For the psychogeographer, a walk is just the starting point; wandering and getting lost within a city is always the real goal. This wandering, termed dérive or ‘drift’ by Guy Debord and the Situationist International in 1950s Paris, must be aimless, without agenda or sense of purpose whatsoever. Allow yourself to let your mind wander as you wander and wonder as you wonder: ‘How did I manage to end up all the way over here?’. By not having a plan in mind, you permit yourself to enter a liminal space with the urban environment, the benefits of which were first espoused by the 19th century figure of the flâneur, a person who walks the city to experience it. When experiencing the city in this liminal space, you enter into a conversation with the urban condition. It isn’t about discovering but rather about revealing.
What does Kyiv reveal? I’ve walked its avenues, streets and alleyways for years now and have kept a journal of my many dérives.
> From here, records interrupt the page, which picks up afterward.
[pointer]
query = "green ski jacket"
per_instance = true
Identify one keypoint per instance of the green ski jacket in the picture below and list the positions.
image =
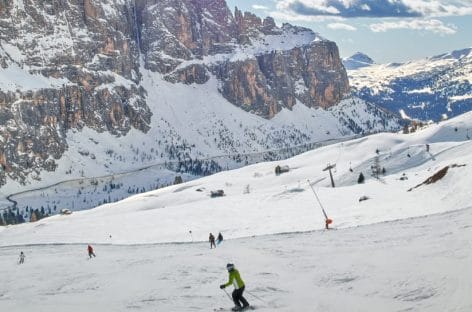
(235, 279)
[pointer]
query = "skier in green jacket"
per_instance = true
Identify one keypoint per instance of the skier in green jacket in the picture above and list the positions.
(235, 279)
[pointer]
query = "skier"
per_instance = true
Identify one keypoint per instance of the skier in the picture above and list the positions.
(235, 279)
(327, 223)
(211, 238)
(22, 258)
(219, 239)
(90, 250)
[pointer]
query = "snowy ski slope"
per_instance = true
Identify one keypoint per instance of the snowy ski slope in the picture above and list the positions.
(399, 250)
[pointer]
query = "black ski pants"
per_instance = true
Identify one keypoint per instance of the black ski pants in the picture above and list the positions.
(238, 297)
All I can say is this:
‘Kyiv is a city // is a city with visible places
is a city of hidden spaces // is a city of hidden spaces
in visible places…’
Kyiv dérive #29 (excerpt)
23rd September 2017
All of the above was the starting point to designing a bespoke cultural excursion for the over 40 participants who joined us at the Kyiv Bonsai high school festival in January 2020. One of the main considerations in the creation of this psychogeographic walk was to recreate the sense of ‘drifting’ through the city, to have our young theatre artists enter into a conversation with Kyiv city centre through a mix of history, sociology, art and the personal identities and memories woven into the urban space.